Albert Camus believed that the modern world confronted us with the task of Sisyphus: push a huge stone toward the top of a hill, watch it roll back down, and trudge to the bottom to push again. Repeat ad infinitum. There’s no advancement, no achievement, no glory, no meaning. In today’s economy, countless people perform tedious, Sisyphean tasks just to make a living.

Given a chance to redesign, the needed changes are obvious. First, lower the hills and shrink the rocks. Let people roll the rocks over the hills. Reward their achievement with money. Let them buy better-looking clothes. When they are ready for another challenge, give them a larger rock and a taller hill. Make sure that the goal is attainable: you don’t want to frustrate people or they will quit the game. On the other hand, if you keep the same small rocks and low hills, the players will become bored. Gradually escalate the difficulty, providing rewards for each completed challenge and varying the circumstances to prevent boredom: let them push a rock through a swamp, around a tree, or over your mother-in-law’s Volvo. Let people form groups to push as a team, and the players will create a community, a human village that faces each challenge together and succeeds against the odds. 

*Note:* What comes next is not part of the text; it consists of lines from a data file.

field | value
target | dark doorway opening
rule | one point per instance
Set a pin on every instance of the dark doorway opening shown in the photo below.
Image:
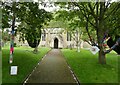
(56, 43)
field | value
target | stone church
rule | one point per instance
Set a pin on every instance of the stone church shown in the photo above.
(55, 38)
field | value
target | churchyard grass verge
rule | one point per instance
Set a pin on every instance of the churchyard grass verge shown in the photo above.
(87, 69)
(24, 58)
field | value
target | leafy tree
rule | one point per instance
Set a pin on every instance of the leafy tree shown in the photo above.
(95, 14)
(32, 17)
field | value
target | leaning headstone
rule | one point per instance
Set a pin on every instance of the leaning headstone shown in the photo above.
(94, 49)
(13, 70)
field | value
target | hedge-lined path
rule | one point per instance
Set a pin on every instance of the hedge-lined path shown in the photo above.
(52, 69)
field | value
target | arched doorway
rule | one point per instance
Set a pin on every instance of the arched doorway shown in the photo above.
(56, 43)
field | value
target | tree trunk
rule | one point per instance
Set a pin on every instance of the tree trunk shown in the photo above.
(100, 32)
(102, 58)
(35, 50)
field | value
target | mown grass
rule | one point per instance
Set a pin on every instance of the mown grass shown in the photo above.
(24, 58)
(87, 69)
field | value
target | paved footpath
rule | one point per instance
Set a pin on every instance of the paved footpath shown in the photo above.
(52, 69)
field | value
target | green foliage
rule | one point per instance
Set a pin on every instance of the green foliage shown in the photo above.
(26, 61)
(85, 66)
(31, 18)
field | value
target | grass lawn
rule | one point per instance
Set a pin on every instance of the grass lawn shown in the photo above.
(24, 58)
(87, 69)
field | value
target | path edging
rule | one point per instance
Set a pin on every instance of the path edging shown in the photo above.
(73, 74)
(26, 79)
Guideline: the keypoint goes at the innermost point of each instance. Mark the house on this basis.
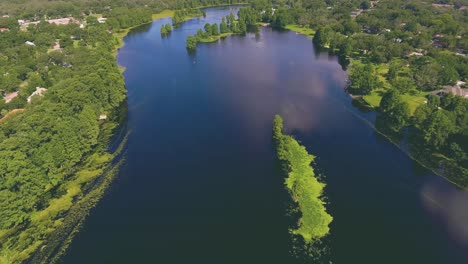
(24, 24)
(417, 54)
(10, 96)
(62, 21)
(39, 91)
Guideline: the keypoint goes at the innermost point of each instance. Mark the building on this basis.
(24, 24)
(39, 91)
(56, 46)
(455, 90)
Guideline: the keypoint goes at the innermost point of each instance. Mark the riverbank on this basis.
(309, 32)
(214, 38)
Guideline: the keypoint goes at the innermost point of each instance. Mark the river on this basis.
(201, 182)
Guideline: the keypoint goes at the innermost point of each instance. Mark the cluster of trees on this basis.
(166, 29)
(302, 184)
(51, 150)
(181, 15)
(212, 32)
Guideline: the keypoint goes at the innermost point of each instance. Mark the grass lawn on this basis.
(413, 100)
(373, 99)
(301, 30)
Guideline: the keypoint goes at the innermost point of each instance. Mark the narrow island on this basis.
(303, 186)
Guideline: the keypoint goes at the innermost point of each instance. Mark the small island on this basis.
(303, 186)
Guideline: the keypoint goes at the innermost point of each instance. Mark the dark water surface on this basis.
(201, 183)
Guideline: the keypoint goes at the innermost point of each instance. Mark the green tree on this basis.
(363, 79)
(191, 43)
(214, 30)
(242, 27)
(208, 29)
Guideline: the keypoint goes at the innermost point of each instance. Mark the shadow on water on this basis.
(202, 184)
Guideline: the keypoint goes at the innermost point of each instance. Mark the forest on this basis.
(303, 185)
(405, 60)
(68, 90)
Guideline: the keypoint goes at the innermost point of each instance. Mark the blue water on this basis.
(201, 183)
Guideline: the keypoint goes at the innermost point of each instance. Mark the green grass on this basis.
(413, 100)
(301, 30)
(303, 186)
(214, 38)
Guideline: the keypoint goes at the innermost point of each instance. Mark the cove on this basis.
(202, 184)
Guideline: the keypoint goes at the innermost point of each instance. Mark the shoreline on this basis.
(424, 163)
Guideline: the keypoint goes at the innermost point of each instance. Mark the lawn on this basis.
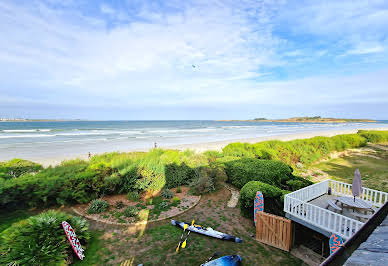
(372, 162)
(156, 244)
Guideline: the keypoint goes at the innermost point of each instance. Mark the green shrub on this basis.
(272, 198)
(178, 175)
(297, 183)
(176, 199)
(244, 170)
(167, 194)
(306, 151)
(130, 211)
(41, 240)
(119, 205)
(98, 206)
(18, 167)
(374, 136)
(238, 149)
(163, 205)
(133, 196)
(202, 183)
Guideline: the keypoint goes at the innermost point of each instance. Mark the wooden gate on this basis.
(273, 230)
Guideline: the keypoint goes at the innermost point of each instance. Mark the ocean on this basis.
(67, 139)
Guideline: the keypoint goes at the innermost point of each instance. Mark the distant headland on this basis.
(307, 119)
(36, 120)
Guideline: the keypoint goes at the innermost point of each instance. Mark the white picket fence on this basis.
(296, 204)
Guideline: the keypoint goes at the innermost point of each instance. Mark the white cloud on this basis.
(107, 9)
(145, 59)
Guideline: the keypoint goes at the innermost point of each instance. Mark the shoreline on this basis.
(212, 145)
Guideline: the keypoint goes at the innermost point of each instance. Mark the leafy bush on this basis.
(178, 175)
(98, 206)
(167, 194)
(130, 211)
(133, 196)
(41, 240)
(17, 167)
(306, 151)
(244, 170)
(272, 198)
(297, 183)
(374, 136)
(119, 205)
(176, 199)
(163, 205)
(202, 183)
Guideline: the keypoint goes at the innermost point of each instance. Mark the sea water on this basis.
(68, 139)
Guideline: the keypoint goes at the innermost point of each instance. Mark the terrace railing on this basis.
(374, 197)
(321, 218)
(296, 204)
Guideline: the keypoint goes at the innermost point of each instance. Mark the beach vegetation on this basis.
(40, 240)
(273, 202)
(130, 211)
(98, 206)
(203, 181)
(133, 196)
(374, 136)
(167, 194)
(242, 171)
(17, 167)
(78, 181)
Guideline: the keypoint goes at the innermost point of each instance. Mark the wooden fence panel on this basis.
(273, 230)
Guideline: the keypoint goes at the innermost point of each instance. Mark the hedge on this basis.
(17, 167)
(273, 202)
(242, 171)
(41, 240)
(374, 136)
(306, 151)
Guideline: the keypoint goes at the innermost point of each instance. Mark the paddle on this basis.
(216, 254)
(184, 242)
(184, 228)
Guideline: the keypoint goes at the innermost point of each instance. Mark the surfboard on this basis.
(335, 242)
(73, 239)
(231, 260)
(258, 205)
(207, 231)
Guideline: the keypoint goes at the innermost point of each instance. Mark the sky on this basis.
(204, 59)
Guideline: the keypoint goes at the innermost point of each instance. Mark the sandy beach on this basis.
(214, 145)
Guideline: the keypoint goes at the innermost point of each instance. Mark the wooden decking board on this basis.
(374, 251)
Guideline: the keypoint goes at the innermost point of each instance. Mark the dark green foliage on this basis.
(119, 205)
(374, 136)
(178, 175)
(203, 181)
(17, 167)
(244, 170)
(133, 196)
(167, 194)
(306, 151)
(272, 198)
(130, 211)
(41, 240)
(297, 183)
(98, 206)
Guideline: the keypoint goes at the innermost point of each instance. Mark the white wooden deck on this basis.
(308, 206)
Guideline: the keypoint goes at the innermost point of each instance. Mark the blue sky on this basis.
(134, 59)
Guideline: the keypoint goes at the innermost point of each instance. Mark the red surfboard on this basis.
(73, 239)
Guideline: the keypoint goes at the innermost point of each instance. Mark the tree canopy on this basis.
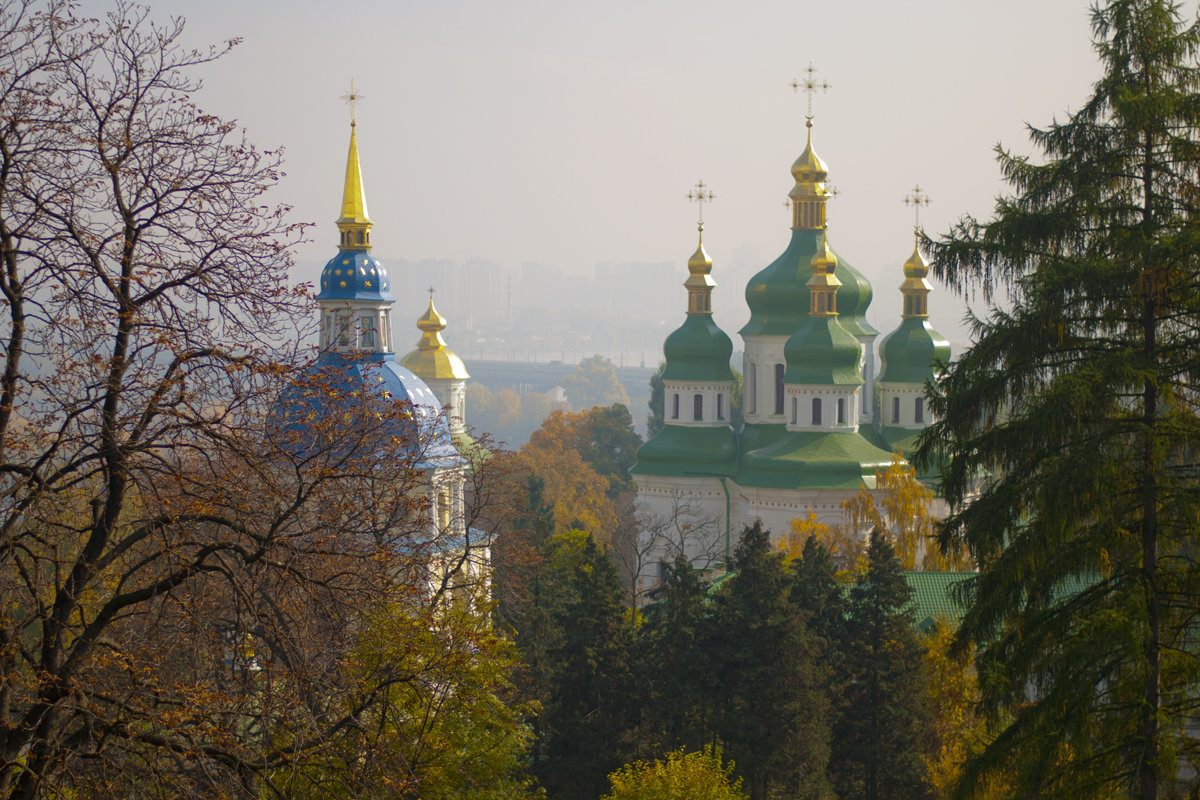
(1067, 433)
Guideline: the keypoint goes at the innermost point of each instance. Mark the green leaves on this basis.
(1067, 434)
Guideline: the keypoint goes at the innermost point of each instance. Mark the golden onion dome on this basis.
(809, 168)
(431, 322)
(700, 263)
(432, 360)
(823, 262)
(916, 266)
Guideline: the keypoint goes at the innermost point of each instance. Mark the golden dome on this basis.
(916, 266)
(354, 224)
(825, 263)
(700, 263)
(809, 168)
(432, 360)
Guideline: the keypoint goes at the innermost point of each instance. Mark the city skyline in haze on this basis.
(569, 134)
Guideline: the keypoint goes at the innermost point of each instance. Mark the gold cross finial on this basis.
(917, 198)
(810, 85)
(352, 98)
(700, 196)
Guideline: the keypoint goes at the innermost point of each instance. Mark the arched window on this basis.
(779, 389)
(753, 388)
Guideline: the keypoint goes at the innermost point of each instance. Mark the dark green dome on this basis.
(697, 350)
(779, 294)
(825, 353)
(678, 450)
(814, 459)
(909, 353)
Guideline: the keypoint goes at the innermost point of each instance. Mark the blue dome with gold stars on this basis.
(337, 389)
(354, 275)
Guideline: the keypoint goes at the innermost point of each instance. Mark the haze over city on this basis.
(568, 134)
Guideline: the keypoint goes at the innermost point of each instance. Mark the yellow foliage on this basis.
(575, 492)
(952, 690)
(899, 506)
(679, 776)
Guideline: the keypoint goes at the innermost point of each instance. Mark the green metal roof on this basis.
(935, 597)
(814, 459)
(909, 353)
(679, 450)
(779, 294)
(697, 350)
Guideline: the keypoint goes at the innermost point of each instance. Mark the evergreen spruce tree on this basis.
(675, 663)
(588, 721)
(771, 707)
(882, 719)
(817, 594)
(1073, 419)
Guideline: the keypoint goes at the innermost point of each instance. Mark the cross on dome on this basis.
(917, 198)
(810, 86)
(700, 196)
(353, 98)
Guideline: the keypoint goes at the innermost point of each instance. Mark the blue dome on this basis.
(333, 383)
(354, 275)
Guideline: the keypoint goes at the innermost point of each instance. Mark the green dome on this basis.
(779, 296)
(823, 353)
(697, 350)
(909, 353)
(814, 459)
(679, 450)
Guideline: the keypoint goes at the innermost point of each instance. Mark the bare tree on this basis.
(685, 529)
(184, 585)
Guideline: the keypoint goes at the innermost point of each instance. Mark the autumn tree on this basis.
(679, 775)
(1068, 432)
(183, 583)
(594, 383)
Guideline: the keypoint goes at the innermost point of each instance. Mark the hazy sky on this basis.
(569, 132)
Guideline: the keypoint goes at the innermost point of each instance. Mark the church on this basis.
(357, 356)
(819, 421)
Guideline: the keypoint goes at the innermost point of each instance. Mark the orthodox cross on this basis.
(917, 198)
(700, 196)
(352, 98)
(810, 85)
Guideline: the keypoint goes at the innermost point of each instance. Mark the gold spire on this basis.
(355, 223)
(700, 282)
(916, 288)
(432, 360)
(823, 284)
(809, 194)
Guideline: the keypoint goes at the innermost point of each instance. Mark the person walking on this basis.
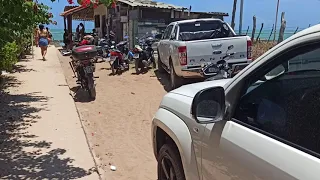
(78, 33)
(66, 39)
(49, 35)
(42, 40)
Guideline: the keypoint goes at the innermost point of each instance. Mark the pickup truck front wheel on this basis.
(169, 164)
(175, 80)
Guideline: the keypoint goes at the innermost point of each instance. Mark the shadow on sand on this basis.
(164, 79)
(80, 94)
(21, 157)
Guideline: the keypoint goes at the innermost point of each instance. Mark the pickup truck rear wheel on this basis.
(175, 80)
(169, 164)
(160, 64)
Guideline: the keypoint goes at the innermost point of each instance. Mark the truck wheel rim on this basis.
(167, 170)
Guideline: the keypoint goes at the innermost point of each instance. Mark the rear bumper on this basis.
(195, 71)
(191, 72)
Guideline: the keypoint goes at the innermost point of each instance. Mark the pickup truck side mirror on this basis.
(172, 36)
(208, 105)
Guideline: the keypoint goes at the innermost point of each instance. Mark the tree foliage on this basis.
(18, 18)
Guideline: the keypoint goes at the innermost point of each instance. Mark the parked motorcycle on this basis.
(83, 67)
(118, 61)
(144, 55)
(222, 69)
(103, 48)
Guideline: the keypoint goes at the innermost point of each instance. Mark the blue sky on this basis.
(298, 12)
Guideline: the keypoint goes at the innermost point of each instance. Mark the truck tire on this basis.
(175, 80)
(160, 64)
(169, 158)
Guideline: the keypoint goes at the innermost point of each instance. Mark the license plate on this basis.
(113, 58)
(88, 69)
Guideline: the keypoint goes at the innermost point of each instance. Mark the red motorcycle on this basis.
(83, 67)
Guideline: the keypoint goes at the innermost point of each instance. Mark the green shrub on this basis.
(8, 56)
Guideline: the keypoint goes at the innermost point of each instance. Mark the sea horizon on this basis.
(265, 33)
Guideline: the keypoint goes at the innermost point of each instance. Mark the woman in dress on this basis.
(42, 40)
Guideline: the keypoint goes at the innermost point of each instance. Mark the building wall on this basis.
(100, 10)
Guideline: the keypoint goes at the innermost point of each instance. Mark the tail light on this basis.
(249, 49)
(182, 54)
(114, 53)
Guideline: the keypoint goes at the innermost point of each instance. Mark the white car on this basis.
(187, 45)
(263, 124)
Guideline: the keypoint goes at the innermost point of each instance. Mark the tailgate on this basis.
(213, 50)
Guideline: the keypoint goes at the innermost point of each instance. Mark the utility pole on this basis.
(241, 17)
(275, 24)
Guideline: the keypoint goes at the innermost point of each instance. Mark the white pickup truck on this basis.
(262, 124)
(189, 44)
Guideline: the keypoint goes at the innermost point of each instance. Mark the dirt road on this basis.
(118, 122)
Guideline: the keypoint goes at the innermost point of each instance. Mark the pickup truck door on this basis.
(273, 134)
(164, 46)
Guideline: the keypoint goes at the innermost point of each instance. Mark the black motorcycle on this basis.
(103, 48)
(118, 58)
(83, 67)
(144, 55)
(222, 69)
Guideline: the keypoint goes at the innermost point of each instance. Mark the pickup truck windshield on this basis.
(200, 30)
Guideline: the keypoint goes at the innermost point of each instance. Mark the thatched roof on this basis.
(79, 13)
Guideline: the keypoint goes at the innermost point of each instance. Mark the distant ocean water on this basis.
(58, 34)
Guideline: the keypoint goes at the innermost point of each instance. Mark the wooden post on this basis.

Why should we continue to play a game we don’t enjoy? Why don’t we design something else? There’s no difference between a game developer and a government. Both serve polities and communities of interest. Both issue judgments and rulings. Both form policies that design economies. Eventually, people who play games in virtual worlds will start to ask, “Why can’t the world be more fun?” Money—“real” money—is about to become an object of game design.